O tema ganha relevância diante dos níveis de inatividade física. Segundo a Organização Mundial da Saúde (OMS), 31% dos adultos no mundo não atingem os níveis recomendados de atividade física. A entidade recomenda que adultos realizem atividades de fortalecimento dos principais grupos musculares em pelo menos dois dias da semana.
A partir da meia-idade, a atenção à força muscular torna-se ainda mais importante. O envelhecimento está associado à redução progressiva de massa e força muscular, o que pode comprometer equilíbrio, mobilidade e atividades cotidianas.
Segundo o ortopedista e traumatologista Dr.

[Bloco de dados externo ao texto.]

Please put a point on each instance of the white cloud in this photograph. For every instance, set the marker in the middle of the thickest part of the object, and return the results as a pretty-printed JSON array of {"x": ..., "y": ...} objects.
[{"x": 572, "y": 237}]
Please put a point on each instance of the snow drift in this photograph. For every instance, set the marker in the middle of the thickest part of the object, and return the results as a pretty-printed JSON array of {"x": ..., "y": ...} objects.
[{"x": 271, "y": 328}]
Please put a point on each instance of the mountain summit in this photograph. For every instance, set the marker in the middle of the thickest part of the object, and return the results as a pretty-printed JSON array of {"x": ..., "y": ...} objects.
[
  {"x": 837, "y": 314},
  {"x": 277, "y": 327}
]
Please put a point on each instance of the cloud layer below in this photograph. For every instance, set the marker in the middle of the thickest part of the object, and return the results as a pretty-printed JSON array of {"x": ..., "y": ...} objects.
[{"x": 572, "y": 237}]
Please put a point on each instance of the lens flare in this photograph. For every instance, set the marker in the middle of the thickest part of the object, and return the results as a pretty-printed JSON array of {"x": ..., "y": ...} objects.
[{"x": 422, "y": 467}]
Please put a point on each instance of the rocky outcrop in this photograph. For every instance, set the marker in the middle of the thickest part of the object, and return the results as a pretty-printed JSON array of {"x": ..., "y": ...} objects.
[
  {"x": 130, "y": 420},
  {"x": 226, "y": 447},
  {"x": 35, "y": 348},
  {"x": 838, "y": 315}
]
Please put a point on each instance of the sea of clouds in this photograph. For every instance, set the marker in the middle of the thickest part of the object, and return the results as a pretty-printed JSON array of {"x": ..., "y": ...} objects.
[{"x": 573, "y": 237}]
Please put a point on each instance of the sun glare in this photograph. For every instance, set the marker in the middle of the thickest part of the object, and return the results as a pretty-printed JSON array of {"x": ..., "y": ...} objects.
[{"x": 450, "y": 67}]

Robson Alves, esse processo merece atenção antes mesmo da terceira idade.
“A perda de massa e, principalmente, de força muscular começa progressivamente já na meia-idade. O impacto vai além da estética: envolve equilíbrio, mobilidade e capacidade funcional. Estudos mostram que a sarcopenia está associada a maior risco de quedas, fraturas e perda de independência. Por isso, preservar a força muscular a partir dos 40 anos é uma estratégia importante para um envelhecimento mais saudável e funcional”, explica.
Para Roger Ramos, especialista no setor fitness e CEO da Legacy Gym, essa compreensão também vem mudando a relação das pessoas com a musculação.
“Depois dos 40, o treino de força deixa de ser apenas uma busca por transformação estética e passa a representar um investimento no corpo que queremos ter nas próximas décadas. Estamos falando de continuar tendo força para subir escadas, carregar uma mala, brincar com os filhos ou netos e manter independência nas atividades do dia a dia”, destaca.
Dados publicados em 2026, a partir do Vigitel das capitais brasileiras, também indicam uma mudança de comportamento: entre pessoas de 40 a 64 anos, a participação em atividades físicas no tempo livre passou de 39,1% em 2013 para 52,2% em 2023, faixa que apresentou o maior crescimento proporcional entre os grupos analisados.
Além dos impactos sobre mobilidade e autonomia, Dr. Robson Alves destaca que estudos vêm observando uma relação entre força muscular e saúde cognitiva.
“Há evidências de associação entre maior força muscular e menor risco de declínio cognitivo. Isso não significa que a musculação, isoladamente, previna demências, mas reforça que preservar força e capacidade funcional faz parte de um cuidado mais amplo com a saúde durante o envelhecimento”, ressalta o ortopedista.
A OMS recomenda aos adultos entre 150 e 300 minutos semanais de atividade física aeróbica moderada, ou entre 75 e 150 minutos de atividade vigorosa, além do fortalecimento muscular em dois ou mais dias da semana. Para quem ficou anos sem treinar, a recomendação é começar gradualmente, respeitando a condição individual.
“O melhor treino não é necessariamente o mais pesado. É aquele que respeita a condição de cada pessoa, possui progressão e consegue fazer parte da rotina. Depois dos 40, consistência vale muito mais do que tentar compensar anos de sedentarismo em poucas semanas”, conclui Roger Ramos.